A schoolboy who ran away from home to become a Muslim martyr and three students who recruited him are facing jail after a jury found them guilty of terrorism offences.
Mohammed Irfan Raja was supposed to be on his way to school in Essex when he ran away to join a group of radicalised students in Bradford.
Raja, from Ilford, who was then 17, caught a bus to West Yorkshire as part of a plan to travel to Pakistan for terrorist training.
He left his parents a note which said: “If not in this (world) we will meet in the Garden of Paradise, Inshallah [God willing].
“The situation is such that you will live another 30 years, maybe 40 years. When death will befall you, maybe then you will appreciate what I have done now.” A “PS” added that he was going abroad.
Raja’s distraught parents called the police in February last year.
Yesterday Raja and three others were found guilty of possessing articles useful for terrorism after a three-month trial at the Old Bailey.
Officers found a “profusion of Islamic propaganda” on the schoolboy’s computer which showed he had been talking to Bradford University students in a chatroom.
Raja’s family managed to contact him on his mobile phone and persuaded him to telephone them from a phone box in Manchester.
His distraught mother went on a hunger strike until Raja agreed to return home.
“Irfan Raja was not as firm in his purpose as he hoped he would be, and as the people in Bradford hoped he would be,” said Andrew Edis QC, prosecuting.
He had become involved with a group of radical first-year students who would allegedly meet at a student house in Bradford.
Raja had been introduced to Aitzaz Zafar, 20, from Rochdale, Lancs, over the internet by a 17-year-old student called Ali, from New Jersey, who was planning to join them.

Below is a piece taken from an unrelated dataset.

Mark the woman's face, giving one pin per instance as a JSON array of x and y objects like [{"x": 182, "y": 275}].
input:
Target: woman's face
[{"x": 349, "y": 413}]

The court heard how Zafar and Akbar Butt, 19, from Southall, West London, discussed travel arrangements over the internet with a contact called “Imran” in Lahore, Pakistan.
Butt used a computer in Bradford University library to plan a trip to a training camp on Pakistan’s North-West Frontier.
But Raja was arrested when he went home on February 26 and counter-terrorism police soon rounded up the Bradford ring, which also included Usman Ahmed Malik, 21, from Wolverhampton, West Mids.
During raids on their homes officers found material on their computers which included al-Qa’eda manuals, speeches by Osama bin Laden and justifications for suicide bombings.
The other members of the gang denied plotting to train for jihad.
The defendants, who had spent much of the trial laughing and giggling together, looked shocked as the verdicts were announced.
Jurors are still deliberating over a charge faced by a fourth Bradford university student Awaab Iqbal, 19.